Certainty of evidence (GRADE): we applied Grade to judge certainty (high, moderate, low, very low) across five domains (risk of bias, inconsistency, indirectness, imprecision, publication bias). Outcomes critical for policy (all-cause mortality, heat-related morbidity, vector-borne disease incidence) were summarized in a GRADE evidence profile (Table 2).

Sensitivity and additional analyses: pre-specified sensitivities included: i) excluding studies at critical ROBINS-I risk; ii) restricting to post-2015 publications; iii) using fixed-effect models; and iv) converting nonlinear exposure-response functions to a common 1°C increment via spline linearization. These sensitivity analyses were applied to all outcomes subjected to the new meta-analysis and narratively summarized outcomes where applicable.

Patient and public involvement: no patients or members of the public were involved in the design or conduct of this review.

 

 

Results Up    Down

Heat-related mortality and morbidity: consistent with prior global modelling, non-optimal temperatures were estimated to cause 5.08 million all-cause deaths per year (95% UI 4.47-5.62 million) in 2000-2019 [7], however, methodological differences across source studies and heterogeneity limit direct comparability (Figure 2).
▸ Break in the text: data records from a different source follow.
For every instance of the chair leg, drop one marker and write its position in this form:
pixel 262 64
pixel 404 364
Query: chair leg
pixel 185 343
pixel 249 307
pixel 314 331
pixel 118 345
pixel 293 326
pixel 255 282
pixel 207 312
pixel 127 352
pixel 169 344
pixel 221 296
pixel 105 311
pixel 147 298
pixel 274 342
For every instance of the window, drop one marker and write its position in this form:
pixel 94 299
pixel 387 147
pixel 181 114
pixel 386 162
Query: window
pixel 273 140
The 2024 Lancet countdown reported an 85% rise in heat-related mortality among adults >65 yr relative to 2000-2009 [1]; risk-of-bias assessment indicated moderate certainty due to potential confounding in age-specific reporting. Our synthesis of multicountry studies found that hourly temperature variability increased all-cause mortality by 2.42% (95% CI:1.63-3.21) per interquartile range across 31 Chinese cities [11], while a pooled analysis of 17 metropolitan areas indicated that each 1°C above the optimum increased daily deaths by 3.3% [13], certainty was graded low due to heterogeneity and confounding. Cardiovascular-specific mortality across 27 countries rose 3.44% (95% CI: 2.34-4.57) for extreme heat days and 9.11% (95% CI: 7.56-10.70) for extreme cold days [14]. Compound heat-ozone events were associated with a 5.7% excess in cardiovascular deaths above additive effects [15], confidence was low due to study design limitations. National projections indicate that days with ≥35°C wet bulb globe temperature (WBGT) could rise substantially by 2081-2100 under SSP5 8.5 scenarios [16] (Table 2, Figure 2, Figure 3). Sydney admissions rose 3.2% on ≥35°C days [17], while cancer deaths in Jiangsu increased 2.1% per 1°C day-to-day variability [47].
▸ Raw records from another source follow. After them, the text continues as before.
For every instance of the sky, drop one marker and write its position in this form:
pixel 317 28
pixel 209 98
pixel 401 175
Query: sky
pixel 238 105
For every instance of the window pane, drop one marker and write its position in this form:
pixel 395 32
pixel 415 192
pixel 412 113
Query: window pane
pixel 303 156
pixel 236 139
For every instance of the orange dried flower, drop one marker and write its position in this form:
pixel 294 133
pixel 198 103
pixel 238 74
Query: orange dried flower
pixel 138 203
Wildfire smoke, air quality, and cardiopulmonary outcomes: landscape fire smoke was associated with approximately 339,000 premature deaths yr-¹ globally in 1997-2006 [19], heterogeneity among studies was high, and certainty was moderate (Figure 4). Biomass-burning PM2.5 increased acute myocardial infarction admissions by 6% (95% CI: 2-10) per 10µg m-³ increment [20], risk-of-bias was moderate due to variable exposure assessment. Wildfire smoke exposure during pregnancy increased the odds of preterm birth by 45% (>20µgm-³) [22]. Ozone-related asthma emergency visits in the USA are projected to increase 23% by 2050 under RCP8.5 [24], and chronic obstructive pulmonary disease (COPD) risk rises 4% per 1°C plus 10µgm-³ PM2.5 combined increase [25]. Deep decarbonization strategies could avert 12000 PM2.5-related deaths and save ≈US$200billion in health costs by 2050 [62]. Across 43 fire-prone countries, the mean fire season length has lengthened by 19% since 1979 [23] (Table 2, Figure 4, Figure 5).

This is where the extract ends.